The ancients said that there are three kinds of unfilial piety, Ah Yi is obedient, trapped in relatives and unjust, and one is not filial. The family is poor and old, not for Lu Zhuang, and the second is not filial. If you don't gather and have no children, you will never be an ancestor, and you will not be filial, one of which is a bend to obey, trapping relatives and injustice, and one is not filial, so in the face of quarrels between parents, it seems to be a dilemma on the surface as a child, and it is not good to help anyone, but the key is who you don't need to help, and the key is where you are willing to be? >>>More
I think it is very important for men and women to have equal status in marriage, once you blindly please each other in marriage, you will often not be cherished by the other party, but will cause their disgust and disgust. I think there are three main reasons for this. <> >>>More
Master Yue Mei believes that the formation of baldness is mostly due to the erosion of hair roots (head) on the top of the head by water vapor (moisture), causing the hair roots to rot and wither. Poria cocos can go up to seep water and get wet, and when it gets wet, it will occur, although it is not directly generated, but it is also in line with the ** law of "first its cause, and its master". Poria cocos has Poria cocos, red Poria cocos, white Poria cocos, Yun Ling skin, Mr. Yue Meizhong caused by Poria cocos (spleen and dampness), in Chinese medicine, if not indicated, generally refers to Poria cocos.

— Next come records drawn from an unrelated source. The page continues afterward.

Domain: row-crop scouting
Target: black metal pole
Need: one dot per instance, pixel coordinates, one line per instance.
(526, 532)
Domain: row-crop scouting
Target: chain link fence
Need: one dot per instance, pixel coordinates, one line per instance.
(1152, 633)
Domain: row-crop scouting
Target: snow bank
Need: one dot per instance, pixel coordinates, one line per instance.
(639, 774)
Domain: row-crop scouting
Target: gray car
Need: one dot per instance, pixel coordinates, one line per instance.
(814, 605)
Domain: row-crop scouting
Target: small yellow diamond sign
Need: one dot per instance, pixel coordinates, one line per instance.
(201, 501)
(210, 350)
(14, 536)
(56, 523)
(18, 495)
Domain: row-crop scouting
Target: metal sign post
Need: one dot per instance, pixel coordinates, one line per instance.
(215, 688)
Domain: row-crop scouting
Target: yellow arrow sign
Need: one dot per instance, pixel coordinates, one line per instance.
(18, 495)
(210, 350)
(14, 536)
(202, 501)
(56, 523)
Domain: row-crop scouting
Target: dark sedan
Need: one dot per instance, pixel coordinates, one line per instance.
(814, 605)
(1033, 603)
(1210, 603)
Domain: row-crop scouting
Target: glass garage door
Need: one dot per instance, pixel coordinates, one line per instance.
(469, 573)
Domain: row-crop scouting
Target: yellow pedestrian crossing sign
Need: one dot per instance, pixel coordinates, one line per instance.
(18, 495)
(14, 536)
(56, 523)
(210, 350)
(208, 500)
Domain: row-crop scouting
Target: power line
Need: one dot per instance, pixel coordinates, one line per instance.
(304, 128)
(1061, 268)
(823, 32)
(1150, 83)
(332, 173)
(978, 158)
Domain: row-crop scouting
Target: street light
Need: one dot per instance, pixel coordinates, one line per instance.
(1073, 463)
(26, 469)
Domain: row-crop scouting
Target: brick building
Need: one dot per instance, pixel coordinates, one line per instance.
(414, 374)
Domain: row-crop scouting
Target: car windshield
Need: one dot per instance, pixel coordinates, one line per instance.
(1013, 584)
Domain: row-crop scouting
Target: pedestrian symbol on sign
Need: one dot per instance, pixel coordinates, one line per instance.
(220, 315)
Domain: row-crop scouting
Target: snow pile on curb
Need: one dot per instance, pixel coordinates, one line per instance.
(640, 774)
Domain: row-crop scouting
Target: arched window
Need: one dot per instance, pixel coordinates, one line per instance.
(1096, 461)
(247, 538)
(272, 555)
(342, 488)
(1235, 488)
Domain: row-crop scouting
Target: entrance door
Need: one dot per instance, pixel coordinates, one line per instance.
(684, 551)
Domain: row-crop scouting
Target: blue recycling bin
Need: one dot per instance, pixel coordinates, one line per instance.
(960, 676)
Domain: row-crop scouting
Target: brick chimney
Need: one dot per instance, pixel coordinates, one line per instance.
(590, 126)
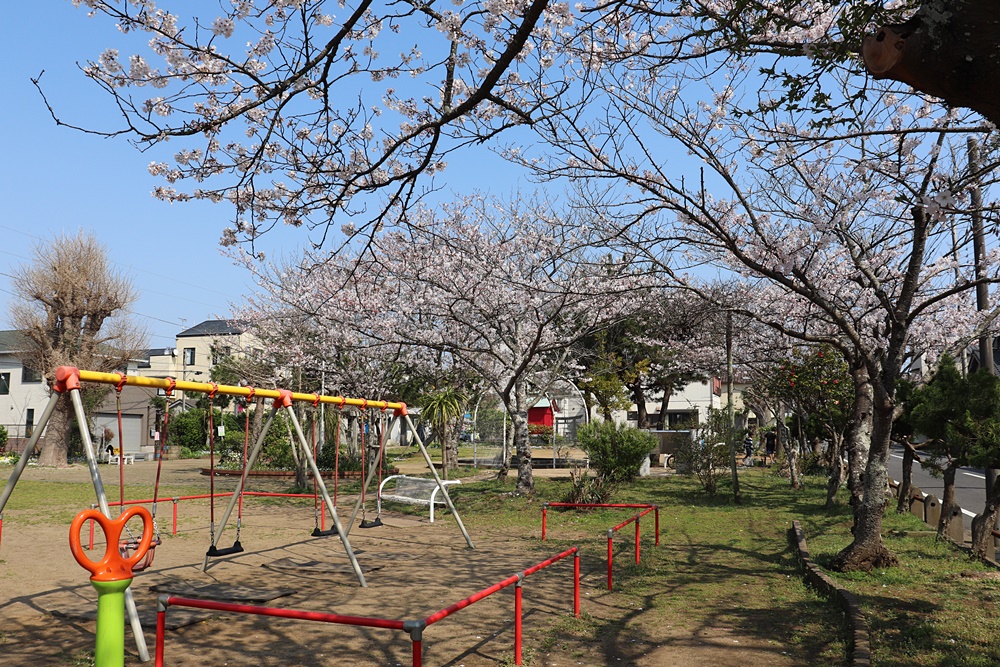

When I was a child, I used the breakfast money saved to buy a nest of silkworms sold by the old lady under the old pine tree at the school gate, and kept them in the waste shoebox at home. Later, when my family wanted to throw it, I was not happy, but I was helpless. That may have been the first compromise in my memory, and then, for some reason, in various circumstances, I bowed my head countless times, saying that it was a compromise, and then I also understood why I compromised and who gave in.
In marriage, you must not blindly compromise and give in, which will only make the other party gain an inch, and it will also make you feel very tired, so that you will have a greater distance from each other.